烏なき島の蝙蝠─長宗我部元親(ただし妹)のやっぱりわたしが最強★れじぇんど! 作:ぴんぽんだっしゅ
《1553年》天文22年─立田・立田天満宮
長宗我部国親
立田天満宮は祀る祭神は菅原公嫡男の乳母であるといい、潮江天満宮の祭神となっている菅原公嫡男・高視に道真公遺愛の八重の白梅の株を太宰府より届ける際、ここ立田で息を引き取ったという謂れがあります。
アクセスは土佐くろしお鉄道立田(たてだ)駅徒歩1分
そんな立田天満宮には今、血気盛る長宗我部国親を中心とした、長宗我部の軍勢が拠していた。
その天満宮のすぐ裏手にひとつ、立派な城が建っていた。
この城は徳弘城といい、菅原公嫡男・高視が土佐に流されて来たので付き従った支族の後裔で、菅原姓を名乗る由緒ある家系である、徳弘氏の拠点である。
余談になりますが、この徳弘氏の末裔にあの徳弘正也氏がいます。余談終り。
細川氏の勢力下にあったこの徳弘氏。弱体化した細川氏からの寄進が天満宮にされなくなると、寄進をしてくれて厚遇してくれた山田氏に依る。
そして、やがては山田家が滅亡すると他の国人と同じようにして、長宗我部に降る。
言ってみれば金払いの悪い細川から山田に乗り換えてみれば、その山田もあっさり無くなってしまって、仕方無く長宗我部に付くと言った所な、この時期そこら辺にありふれていた、弱小勢力だったのでしょう。
それでも天満宮への寄進により、城だけは立派な家柄だったのです。
そんな徳弘氏も弱小とはいえ国人の一人。大挙してやってきた長宗我部を見て、一言を言わねば気が休まらぬ。
と国親の前まで戦装束に身を包み、やって来たのでした。
が、戦の空気に猛りあがる悪鬼の様相の国親を一目見て、しまった!と思ったが既に遅い。
「徳弘の城主かにゃあ。今夜はここ天満宮を借り受けるがええよにゃあ?」
「……う、構いませぬ。あ、しかし、殿に一言あっての事ですか……な?」
「知らぬ。徳弘と言うと、主は山田元義かにゃ……西内には、香宗我部を攻めるとは伝えておるわ」
青い顔をして、声を必死に絞り出す男に対して、国親は威圧的な返答で返した。
国親も徳弘は山田に依っているのを知ってはいたが、目に映っていたのは目の前に迫る、敵である香宗我部の姿だけだった。
用は徳弘なぞ相手にすらしていない。
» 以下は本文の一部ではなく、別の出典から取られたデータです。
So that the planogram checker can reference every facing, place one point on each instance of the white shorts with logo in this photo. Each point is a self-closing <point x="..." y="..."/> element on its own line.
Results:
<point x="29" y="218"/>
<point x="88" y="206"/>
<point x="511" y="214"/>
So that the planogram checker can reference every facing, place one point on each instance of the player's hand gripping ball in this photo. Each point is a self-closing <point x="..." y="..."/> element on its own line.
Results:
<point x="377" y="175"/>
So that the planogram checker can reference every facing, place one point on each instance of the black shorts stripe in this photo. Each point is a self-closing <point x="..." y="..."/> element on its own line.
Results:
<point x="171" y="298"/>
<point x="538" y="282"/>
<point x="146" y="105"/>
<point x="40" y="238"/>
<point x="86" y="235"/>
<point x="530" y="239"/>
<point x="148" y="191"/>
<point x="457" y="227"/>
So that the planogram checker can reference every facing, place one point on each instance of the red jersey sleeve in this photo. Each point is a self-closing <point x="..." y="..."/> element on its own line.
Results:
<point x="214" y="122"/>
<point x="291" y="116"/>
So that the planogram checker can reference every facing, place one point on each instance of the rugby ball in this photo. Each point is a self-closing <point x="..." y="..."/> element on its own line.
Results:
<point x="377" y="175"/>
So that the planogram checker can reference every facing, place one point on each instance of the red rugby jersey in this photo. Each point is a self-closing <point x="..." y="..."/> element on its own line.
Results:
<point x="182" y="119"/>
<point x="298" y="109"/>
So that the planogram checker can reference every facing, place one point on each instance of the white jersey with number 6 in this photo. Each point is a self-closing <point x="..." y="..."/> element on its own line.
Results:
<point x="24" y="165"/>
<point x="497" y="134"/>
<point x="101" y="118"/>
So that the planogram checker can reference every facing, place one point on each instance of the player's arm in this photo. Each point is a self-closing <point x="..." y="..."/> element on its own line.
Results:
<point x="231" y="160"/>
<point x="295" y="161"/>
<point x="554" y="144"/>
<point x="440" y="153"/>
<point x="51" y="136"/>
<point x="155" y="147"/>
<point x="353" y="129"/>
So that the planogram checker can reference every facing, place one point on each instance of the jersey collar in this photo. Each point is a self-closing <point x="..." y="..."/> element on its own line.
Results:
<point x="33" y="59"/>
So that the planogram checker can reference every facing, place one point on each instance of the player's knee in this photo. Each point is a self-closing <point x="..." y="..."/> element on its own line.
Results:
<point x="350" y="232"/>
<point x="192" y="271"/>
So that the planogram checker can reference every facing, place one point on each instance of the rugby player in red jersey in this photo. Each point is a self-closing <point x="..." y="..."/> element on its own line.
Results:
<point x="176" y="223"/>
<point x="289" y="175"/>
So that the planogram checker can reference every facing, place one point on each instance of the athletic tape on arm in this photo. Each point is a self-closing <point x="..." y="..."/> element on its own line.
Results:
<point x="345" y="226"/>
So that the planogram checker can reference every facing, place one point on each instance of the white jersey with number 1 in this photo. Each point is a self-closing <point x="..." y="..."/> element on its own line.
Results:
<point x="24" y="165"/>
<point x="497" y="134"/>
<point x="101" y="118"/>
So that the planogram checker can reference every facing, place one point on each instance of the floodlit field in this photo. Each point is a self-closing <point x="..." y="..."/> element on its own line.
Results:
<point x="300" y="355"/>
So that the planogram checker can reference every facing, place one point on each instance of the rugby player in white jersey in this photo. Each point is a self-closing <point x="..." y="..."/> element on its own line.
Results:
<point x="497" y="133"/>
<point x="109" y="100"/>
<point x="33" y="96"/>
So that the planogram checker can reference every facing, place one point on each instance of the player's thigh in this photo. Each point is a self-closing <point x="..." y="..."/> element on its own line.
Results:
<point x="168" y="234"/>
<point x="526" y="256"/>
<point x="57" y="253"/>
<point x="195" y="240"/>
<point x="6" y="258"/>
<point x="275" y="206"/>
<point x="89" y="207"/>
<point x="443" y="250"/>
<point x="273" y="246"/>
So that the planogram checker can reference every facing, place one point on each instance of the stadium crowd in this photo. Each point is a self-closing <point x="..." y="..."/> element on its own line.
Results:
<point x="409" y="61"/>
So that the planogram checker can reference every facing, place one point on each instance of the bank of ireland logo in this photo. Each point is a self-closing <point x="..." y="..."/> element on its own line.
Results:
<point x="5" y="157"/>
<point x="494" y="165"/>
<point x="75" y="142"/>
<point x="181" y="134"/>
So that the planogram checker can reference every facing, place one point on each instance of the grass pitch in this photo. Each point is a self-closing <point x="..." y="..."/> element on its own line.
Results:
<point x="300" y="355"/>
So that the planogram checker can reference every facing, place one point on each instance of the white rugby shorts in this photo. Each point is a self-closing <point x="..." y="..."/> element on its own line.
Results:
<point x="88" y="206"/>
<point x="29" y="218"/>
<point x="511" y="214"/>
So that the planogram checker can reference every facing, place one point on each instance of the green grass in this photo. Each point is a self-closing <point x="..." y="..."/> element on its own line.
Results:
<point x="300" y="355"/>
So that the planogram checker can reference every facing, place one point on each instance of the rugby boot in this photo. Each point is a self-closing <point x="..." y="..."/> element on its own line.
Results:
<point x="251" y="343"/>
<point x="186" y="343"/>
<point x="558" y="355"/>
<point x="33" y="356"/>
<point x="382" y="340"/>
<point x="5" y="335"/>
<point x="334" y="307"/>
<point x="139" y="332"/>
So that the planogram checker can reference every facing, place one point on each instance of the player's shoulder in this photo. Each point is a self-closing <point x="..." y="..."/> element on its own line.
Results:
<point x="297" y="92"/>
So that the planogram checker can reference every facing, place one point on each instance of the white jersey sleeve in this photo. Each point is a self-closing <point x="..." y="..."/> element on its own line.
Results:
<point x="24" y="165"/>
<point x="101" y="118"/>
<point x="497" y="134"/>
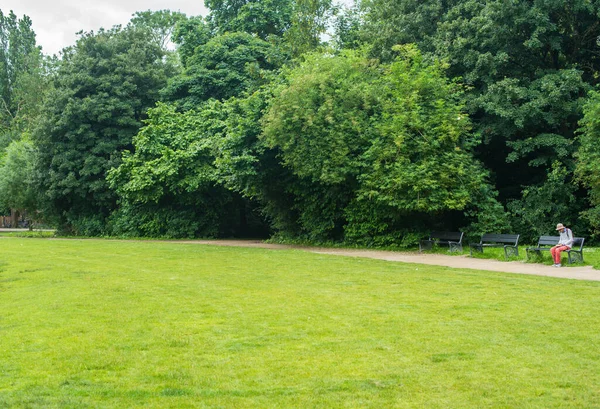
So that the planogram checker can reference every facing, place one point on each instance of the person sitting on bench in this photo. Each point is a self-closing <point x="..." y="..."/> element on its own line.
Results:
<point x="564" y="243"/>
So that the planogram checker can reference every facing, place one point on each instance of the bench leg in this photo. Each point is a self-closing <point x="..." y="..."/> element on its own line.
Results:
<point x="455" y="247"/>
<point x="479" y="249"/>
<point x="511" y="251"/>
<point x="575" y="257"/>
<point x="538" y="254"/>
<point x="425" y="245"/>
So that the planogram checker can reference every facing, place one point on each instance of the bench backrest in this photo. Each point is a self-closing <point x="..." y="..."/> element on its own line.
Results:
<point x="578" y="242"/>
<point x="500" y="238"/>
<point x="548" y="241"/>
<point x="447" y="236"/>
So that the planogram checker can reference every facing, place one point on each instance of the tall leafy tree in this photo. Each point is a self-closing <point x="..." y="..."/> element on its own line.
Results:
<point x="372" y="145"/>
<point x="528" y="64"/>
<point x="225" y="66"/>
<point x="160" y="24"/>
<point x="263" y="18"/>
<point x="103" y="87"/>
<point x="588" y="163"/>
<point x="20" y="76"/>
<point x="17" y="175"/>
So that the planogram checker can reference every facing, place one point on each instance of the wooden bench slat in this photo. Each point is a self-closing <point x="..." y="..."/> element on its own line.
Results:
<point x="451" y="239"/>
<point x="510" y="242"/>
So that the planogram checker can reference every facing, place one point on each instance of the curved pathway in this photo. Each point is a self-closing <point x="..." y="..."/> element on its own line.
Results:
<point x="517" y="267"/>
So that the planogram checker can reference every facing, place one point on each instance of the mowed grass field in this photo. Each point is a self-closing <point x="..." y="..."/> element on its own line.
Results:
<point x="125" y="324"/>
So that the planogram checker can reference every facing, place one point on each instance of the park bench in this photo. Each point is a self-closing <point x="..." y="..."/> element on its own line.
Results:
<point x="447" y="238"/>
<point x="545" y="243"/>
<point x="510" y="243"/>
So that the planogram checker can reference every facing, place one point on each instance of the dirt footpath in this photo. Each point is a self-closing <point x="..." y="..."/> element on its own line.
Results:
<point x="516" y="267"/>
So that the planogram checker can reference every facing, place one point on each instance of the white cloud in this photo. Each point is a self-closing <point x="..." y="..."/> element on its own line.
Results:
<point x="55" y="23"/>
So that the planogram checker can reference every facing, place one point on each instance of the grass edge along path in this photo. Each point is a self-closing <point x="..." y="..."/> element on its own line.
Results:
<point x="109" y="324"/>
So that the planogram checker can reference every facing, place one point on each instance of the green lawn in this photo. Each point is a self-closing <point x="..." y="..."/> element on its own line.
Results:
<point x="116" y="324"/>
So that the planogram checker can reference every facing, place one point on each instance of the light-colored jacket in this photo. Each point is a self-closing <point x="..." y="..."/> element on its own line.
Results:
<point x="566" y="238"/>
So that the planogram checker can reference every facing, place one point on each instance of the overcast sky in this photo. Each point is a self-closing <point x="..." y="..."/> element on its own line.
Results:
<point x="56" y="22"/>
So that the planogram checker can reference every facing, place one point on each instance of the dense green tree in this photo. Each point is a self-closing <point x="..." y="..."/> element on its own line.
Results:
<point x="528" y="64"/>
<point x="588" y="163"/>
<point x="103" y="87"/>
<point x="225" y="66"/>
<point x="160" y="24"/>
<point x="372" y="145"/>
<point x="17" y="174"/>
<point x="189" y="34"/>
<point x="170" y="187"/>
<point x="263" y="18"/>
<point x="21" y="77"/>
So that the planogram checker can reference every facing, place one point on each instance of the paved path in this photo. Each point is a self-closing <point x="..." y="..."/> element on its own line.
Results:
<point x="517" y="267"/>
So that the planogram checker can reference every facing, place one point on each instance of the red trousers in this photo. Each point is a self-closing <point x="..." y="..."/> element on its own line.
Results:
<point x="555" y="251"/>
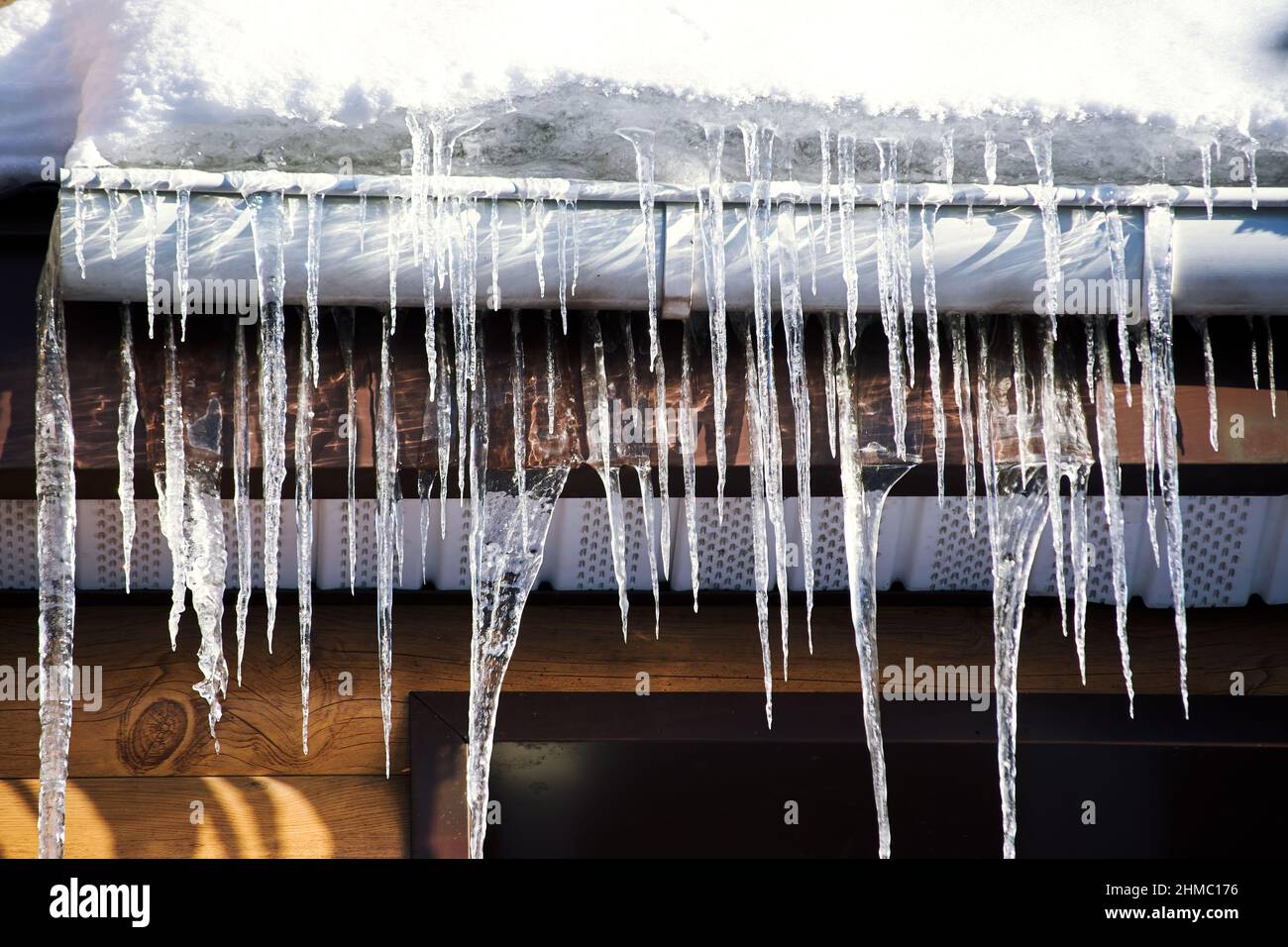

見逃せ、と暗に言っていたのだ。
徳弘の主である山田家の実権を握る一角・西内常陸とは、この密かに準備を進めていた香宗我部との合戦のために手打ちとして、人質に取っていた三男を返している。
山田氏は弱体化していく香宗我部とは敵対して、領地を思い通りに切り取ったとはいえ、縁り深しい山田は香宗我部と親戚に当たるため、味方されるのを嫌ったために岡豊に人質を残しておくと、留守にして空けた岡豊城を西内が攻めない、とは言いきれないからだ。
攻めて来ても、人質を盾に退かせる手もあったがそこは小昼の、
「平時で人質を盾に攻めさせないなら判るよ。でも、城を城番の兵だけにして撃って出るなら、あえてそこは人質を返した方がいい。それに──」
ちゃあんとトラウマを植え付けて、調教して、洗脳してるから大丈夫。
と続けるけけけ、ともののけ染みた笑いを浮かべて自信満々な少女に諭された吉田孝頼が折れて、晴れて人質二人は西内常陸の元へ送り届けられたという一件があった。
「この戦、勝てば良し。負けた時はみておれよ、国親め。名門、菅家の流れを汲む我が徳弘を霞でも見るように言いおって!」
すごすごと帰っていきながらも男は恨みがましく振り返って、松明の灯りで明々と照らし出される天満宮を睨み付けてそう零すと、頭を抱えながら拠点である徳弘城へと来た道を肩を落として帰っていく姿がしばらく見られた。
負け犬の遠吠え。
正に、そんなワンシーンである。
男は知らない。この後、天満宮を殺戮の舞台として長い長い夜が始まる事を。